It might be rare in your circle, but it is not anywhere close to rare in my community or in the Christian community across this nation. My parents, my siblings, my in-laws, my extended family, my friends, many co-workers, many fellow congregants, etc. all live a very similar way. Of course in a world where people forget their faith and where living a Christian life is vilified by the media and progressives; the majority have become much more silent.

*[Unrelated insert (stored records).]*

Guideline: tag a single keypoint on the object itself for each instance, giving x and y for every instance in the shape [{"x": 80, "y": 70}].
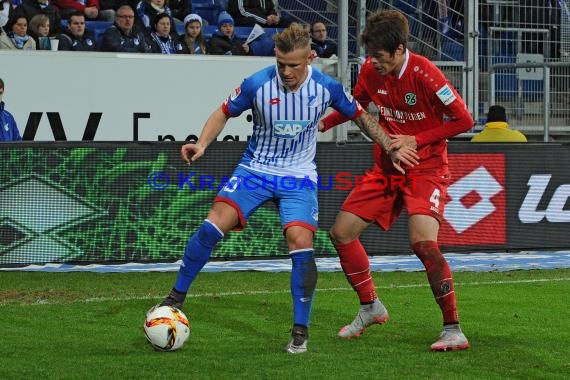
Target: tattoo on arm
[{"x": 369, "y": 125}]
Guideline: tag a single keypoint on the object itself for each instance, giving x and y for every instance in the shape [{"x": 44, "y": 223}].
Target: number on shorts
[{"x": 435, "y": 197}]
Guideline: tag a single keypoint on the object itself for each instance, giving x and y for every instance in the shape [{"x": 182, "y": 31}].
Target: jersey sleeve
[
  {"x": 446, "y": 97},
  {"x": 240, "y": 100}
]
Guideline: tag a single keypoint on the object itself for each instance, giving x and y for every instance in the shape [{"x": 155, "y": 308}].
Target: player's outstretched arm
[
  {"x": 214, "y": 125},
  {"x": 405, "y": 155}
]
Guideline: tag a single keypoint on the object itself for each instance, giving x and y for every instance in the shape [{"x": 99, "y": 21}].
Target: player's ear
[{"x": 311, "y": 57}]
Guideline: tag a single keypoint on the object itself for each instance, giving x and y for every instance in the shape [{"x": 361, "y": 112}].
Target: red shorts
[{"x": 380, "y": 198}]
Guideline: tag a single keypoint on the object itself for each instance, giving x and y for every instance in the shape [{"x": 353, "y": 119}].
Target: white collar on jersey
[
  {"x": 406, "y": 60},
  {"x": 309, "y": 74}
]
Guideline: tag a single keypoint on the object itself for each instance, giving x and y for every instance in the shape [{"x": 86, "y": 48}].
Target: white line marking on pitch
[{"x": 287, "y": 291}]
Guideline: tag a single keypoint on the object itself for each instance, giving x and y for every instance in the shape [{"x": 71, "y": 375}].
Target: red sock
[
  {"x": 356, "y": 267},
  {"x": 440, "y": 279}
]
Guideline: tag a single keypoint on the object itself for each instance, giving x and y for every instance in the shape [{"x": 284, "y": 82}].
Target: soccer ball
[{"x": 166, "y": 328}]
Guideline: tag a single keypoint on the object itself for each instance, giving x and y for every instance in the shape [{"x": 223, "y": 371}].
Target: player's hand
[
  {"x": 192, "y": 152},
  {"x": 400, "y": 141},
  {"x": 404, "y": 156}
]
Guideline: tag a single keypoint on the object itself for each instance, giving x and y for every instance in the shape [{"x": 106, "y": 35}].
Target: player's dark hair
[
  {"x": 296, "y": 36},
  {"x": 385, "y": 30}
]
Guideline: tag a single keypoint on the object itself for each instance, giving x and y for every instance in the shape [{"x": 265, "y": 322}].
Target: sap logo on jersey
[{"x": 287, "y": 129}]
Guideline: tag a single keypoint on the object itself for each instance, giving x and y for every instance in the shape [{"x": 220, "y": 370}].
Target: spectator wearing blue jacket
[
  {"x": 122, "y": 37},
  {"x": 8, "y": 128},
  {"x": 224, "y": 41}
]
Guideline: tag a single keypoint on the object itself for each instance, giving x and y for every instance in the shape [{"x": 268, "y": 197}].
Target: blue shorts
[{"x": 296, "y": 198}]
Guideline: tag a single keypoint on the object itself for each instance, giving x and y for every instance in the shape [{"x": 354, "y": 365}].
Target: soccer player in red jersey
[{"x": 419, "y": 109}]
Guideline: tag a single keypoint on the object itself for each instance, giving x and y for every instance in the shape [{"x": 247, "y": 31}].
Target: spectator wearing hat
[
  {"x": 224, "y": 41},
  {"x": 161, "y": 41},
  {"x": 192, "y": 41},
  {"x": 251, "y": 12},
  {"x": 497, "y": 128}
]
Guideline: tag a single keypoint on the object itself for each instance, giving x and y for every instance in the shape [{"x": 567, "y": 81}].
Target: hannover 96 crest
[{"x": 410, "y": 98}]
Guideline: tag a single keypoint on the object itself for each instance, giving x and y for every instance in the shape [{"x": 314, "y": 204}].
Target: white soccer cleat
[
  {"x": 298, "y": 343},
  {"x": 451, "y": 340},
  {"x": 368, "y": 315}
]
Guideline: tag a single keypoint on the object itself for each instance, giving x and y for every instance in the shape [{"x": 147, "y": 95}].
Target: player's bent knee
[{"x": 338, "y": 236}]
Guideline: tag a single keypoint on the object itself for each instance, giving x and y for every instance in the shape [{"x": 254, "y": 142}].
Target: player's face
[
  {"x": 387, "y": 64},
  {"x": 293, "y": 66}
]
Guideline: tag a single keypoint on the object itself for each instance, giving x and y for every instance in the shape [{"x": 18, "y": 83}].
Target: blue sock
[
  {"x": 196, "y": 254},
  {"x": 303, "y": 283}
]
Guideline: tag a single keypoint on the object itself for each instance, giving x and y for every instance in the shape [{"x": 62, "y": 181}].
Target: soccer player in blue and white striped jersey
[{"x": 287, "y": 101}]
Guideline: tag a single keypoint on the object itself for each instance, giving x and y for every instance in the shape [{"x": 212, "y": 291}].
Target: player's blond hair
[{"x": 296, "y": 36}]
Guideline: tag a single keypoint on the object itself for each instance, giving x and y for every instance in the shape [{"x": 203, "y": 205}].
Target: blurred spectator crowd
[{"x": 222, "y": 27}]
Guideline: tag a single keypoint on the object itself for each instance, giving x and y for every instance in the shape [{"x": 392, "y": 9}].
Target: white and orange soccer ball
[{"x": 166, "y": 328}]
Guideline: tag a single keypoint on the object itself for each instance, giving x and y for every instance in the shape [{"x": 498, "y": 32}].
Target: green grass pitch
[{"x": 89, "y": 325}]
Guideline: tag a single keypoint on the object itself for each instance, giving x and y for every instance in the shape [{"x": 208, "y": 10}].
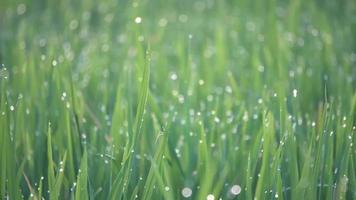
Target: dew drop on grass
[
  {"x": 162, "y": 22},
  {"x": 21, "y": 9},
  {"x": 54, "y": 63},
  {"x": 235, "y": 190},
  {"x": 295, "y": 93},
  {"x": 174, "y": 76},
  {"x": 187, "y": 192},
  {"x": 138, "y": 20},
  {"x": 210, "y": 197}
]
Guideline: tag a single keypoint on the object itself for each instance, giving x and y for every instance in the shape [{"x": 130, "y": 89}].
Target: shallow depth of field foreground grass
[{"x": 164, "y": 99}]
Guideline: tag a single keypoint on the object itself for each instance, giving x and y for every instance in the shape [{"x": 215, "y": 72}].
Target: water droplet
[
  {"x": 187, "y": 192},
  {"x": 174, "y": 76},
  {"x": 162, "y": 22},
  {"x": 54, "y": 63},
  {"x": 138, "y": 20},
  {"x": 183, "y": 18},
  {"x": 295, "y": 93},
  {"x": 21, "y": 9},
  {"x": 210, "y": 197},
  {"x": 235, "y": 190}
]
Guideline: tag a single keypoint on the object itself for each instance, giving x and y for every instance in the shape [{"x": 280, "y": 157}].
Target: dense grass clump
[{"x": 164, "y": 99}]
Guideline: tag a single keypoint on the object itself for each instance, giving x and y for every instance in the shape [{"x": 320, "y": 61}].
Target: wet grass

And I am blessed, 100 fold, in every area of my life. And I know Who to thank for that.


----------



## Sentry18 (Aug 5, 2012)

phideaux said:


> Same here, for 49 years 10 months today.
> 
> 
> 
> Jim


Knocking on the 50! Congrats! My parents will reach that marker next spring.


----------



## OutInTheWoods (Jun 13, 2016)

Sentry18 said:


> It might be rare in your circle, but it is not anywhere close to rare in my community or in the Christian community across this nation. My parents, my siblings, my in-laws, my extended family, my friends, many co-workers, many fellow congregants, etc. all live a very similar way. Of course in a world where people forget their faith and where living a Christian life is vilified by the media and progressives; the majority have become much more silent.
> 
> And I am blessed, 100 fold, in every area of my life. And I know Who to thank for that.


I will say that we're not the "religion is bad" type. Everyone has to find their path - the one that makes them better people.

You've found it in the Bible and the teachings of Jesus, bravo.

We found it elsewhere.

You travel your path, we'll travel ours - and not try to convert each other...deal?


----------



## tsrwivey (Dec 31, 2010)

Sentry18 said:


> It might be rare in your circle, but it is not anywhere close to rare in my community or in the Christian community across this nation.


Again, my experience as well. A truly Christian marriage is a beautiful thing. My husband is my little piece of heaven here on earth.


----------



## ras1219como (Jan 15, 2013)

I trust my mother and father with everything and we are very close. We have each others six in everything we do, even though we live in different towns. 

Other than that I have a very loving boyfriend that is like mindedness. He and I don't always see eye to eye on things but we can openly discuss things without issues. We both prep and did so before finding one another. I trust him and he trusts me. My prior marriage ended in divorce and it wasn't until I found my new boyfriend that I realized true mutual respect and understanding. I am truly happy that I have found someone like him.

In addition, I have a few very close friends that I rely on. All are law enforcement and prior military with extensive training. We get together frequently and have always been there for each other when things get tough.


----------



## phideaux (Nov 7, 2015)

Sentry18 said:


> Knocking on the 50! Congrats! My parents will reach that marker next spring.


 Thanks

Yes Sep 10, will be 50 yrs, 
seems like just yesterday,

My bride is as precious ....no... more precious to me today than when we were first married.
I cant imagine life without her .

What a great and blessed life we have had.

Hope for a few more years together.

Jim.


----------



## Starcreek (Feb 4, 2015)

ras1219como said:


> All are law enforcement and prior military with extensive training. We get together frequently and have always been there for each other when things get tough.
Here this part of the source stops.